Journal d’un bibliophile/Une surprise — Quelques revues

La bibliothèque libre.
Imprimerie « La Parole » limitée (p. 29-32).


VI

Une surprise — Quelques revues


Pendant les trente ans que j’ai collectionné, il m’est souvent arrivé des surprises désagréables et agréables et dont la portée pouvait paraître inconcevable pour plusieurs.

Une fois, j’avais acheté d’un particulier un vieux livre rare. À quelques jours de là, j’étais à examiner ce volume, quand je constatai avec dépit qu’il lui manquait deux pages.

Ce livre, que j’estimais d’un haut prix, ne valait plus, par là, que presque rien pour moi.

Le particulier, de qui je le tenais, avait déménagé je ne savais où et il m’était impossible de faire une réclamation.

Il me fallut concentrer en moi-même ma colère et mon dépit.

Deux ans après, j’achetai, d’une dame Gauthier, quelques vieux livres et, le soir, je me mis en frais d’examiner mon acquisition.

En feuilletant ces livres, une feuille tomba, tout à coup, de l’un d’eux, et alla se déposer en voltigeant sur le parquet.

Je ramasse ce papier, jette les yeux dessus et, ô surprise ! agréable cette fois, c’étaient les deux pages qui manquaient au vieux livre acheté deux ans auparavant.
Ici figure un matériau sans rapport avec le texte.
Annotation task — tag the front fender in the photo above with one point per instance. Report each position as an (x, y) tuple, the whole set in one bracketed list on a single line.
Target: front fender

Le lendemain, j’allai aux informations. La famille Gauthier et la famille du particulier étaient parentes et le livre avait dû passer de l’une à l’autre.

C’était presqu’un miracle, toutefois, que cette feuille vînt, après deux ans d’absence, tomber dans mes mains.

Je continuai toujours à acheter de ces livres trouvés au hasard et, en 1912, j’avais quinze cents volumes canadiens et aussi plusieurs revues et publications de petit format : « L’Opinion Publique », « Le Monde Illustré », « L’Album Universel », « Le Bazar et la Kermesse », « Le Foyer Canadien », « Le Foyer Domestique », « La Revue Canadienne », « La Revue des Deux Frances », « La Revue Nationale », « La Bibliothèque Canadienne », « L’Étudiant » et « La Revue Franco-Américaine ».

Dans cette dernière revue, j’avais été intéressé par une annonce de vente de livres très rares.

J’écrivis à la revue et je reçus l’adresse de la Maison G. Ducharme, librairie de Montréal, qui ne s’occupait que de la vente de livres traitant de l’Amérique en général et surtout du Canada.

C’était mon affaire et, en quelques années (mon salaire et quelques transactions heureuses me permettant enfin de faire de telles dépenses), je m’étais procuré presque tout ce qu’il y avait d’important dans les ouvrages canadiens.

Dans les revues, j’avais ajouté : « L’Abeille », « La Ruche Littéraire », « Le Foyer Canadien », « Les Soirées Canadiennes », « Nouvelles Soirées Canadiennes », « La Feuille d’Érable », « Le Bulletin des Recherches Historiques », « La Nouvelle France », « Les Annales Criminelles Canadiennes », « Les Cloches et le Bulletin Historique de St-Boniface », « L’Album de La Minerve », « Échos du Cabinet de Lectures Paroissiales », « Le Canada Français » avec ses suppléments, « Le Canada-Revue », qui fut interdit par les autorités vu la violence des écrits de ses collaborateurs, « L’Annuaire Ville-Marie », « Le Naturaliste » et combien d’autres de moindre importance qu’il serait trop long d’énumérer ici.

J’avais aussi des ouvrages comme : « Répertoire National », quatre volumes ; « Mémoires de la Société Historique de Montréal », douze volumes ; « Mémoires de la Société Historique de Québec », huit volumes ; « Édits et Ordonnances », trois volumes ; « Lettres curieuses et édifiantes », vingt-six volumes ; les œuvres très complètes de l’abbé Casgrain et de Laverdière y compris « Le Journal du Maréchal de Lévis », douze volumes ; les œuvres de : F. Parkman, quatorze volumes ; Rév. J.-B. Proulx, quinze volumes ; Fréchette, Chauveau, Lemay, Chapais, Dionne, Roy, St-Maurice, d’Arles, Dugas, Taché, Sulte, Tardivel, etc., sans omettre les vieux ouvrages tels que : « Mère Marie de l’Incarnation », « Champlain » et ceux de Hennepin, Charlevoix, Bossu, J.-G. Shea, Lafitau, Lescarbot, Lehontan, Franchère, Sagard, les Relations des Jésuites, les œuvres de Martin, Vincent, Chabert, Ulao, la Collection de Manuscrits et tant d’autres ouvrages qu’il me faudrait un volume pour en classifier tous les auteurs.